According to FSC's press release, Duke and FSC California lobbyist Ignacio Hernandez had been "carefully strategizing arguments against the tax," and had presented those arguments yesterday in testimony before the committee.

"We are at the California State Capital day in and day out protecting the interest of the adult entertainment industry," Duke said. "Our lobbyist, Ignacio Hernandez had done a great deal of the work to defeat the bill long before we stepped into the hearing room. Once in, we knew what points to stress to help the legislators make the right decision in defeating AB 847."

The bill, analyzed here, would have imposed a 20% tax on all adult materials and services sold in the state, the proceeds of which would have gone into a newly-created Adult Venue Impact Fund, whose purpose would have been to generate subsidies for local law enforcement agencies to ameliorate the alleged negative secondary effects caused by adult businesses. As such, it would have been a content-based tax of the sort which federal appeals courts across the country have repeatedly struck down.

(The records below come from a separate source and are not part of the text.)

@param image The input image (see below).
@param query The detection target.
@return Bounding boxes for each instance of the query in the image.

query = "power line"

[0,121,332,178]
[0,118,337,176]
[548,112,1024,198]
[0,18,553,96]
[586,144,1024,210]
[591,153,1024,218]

"The bill was clearly unconstitutional," Hernandez said. "We did the work that needed to be done to communicate to key legislators all the problems a tax on adult entertainment would bring to the state of California."

The bill also represents a new record for the Coalition, since thanks in large part to FSC's efforts, the tax was struck down just two weeks after having first been proposed on June 23.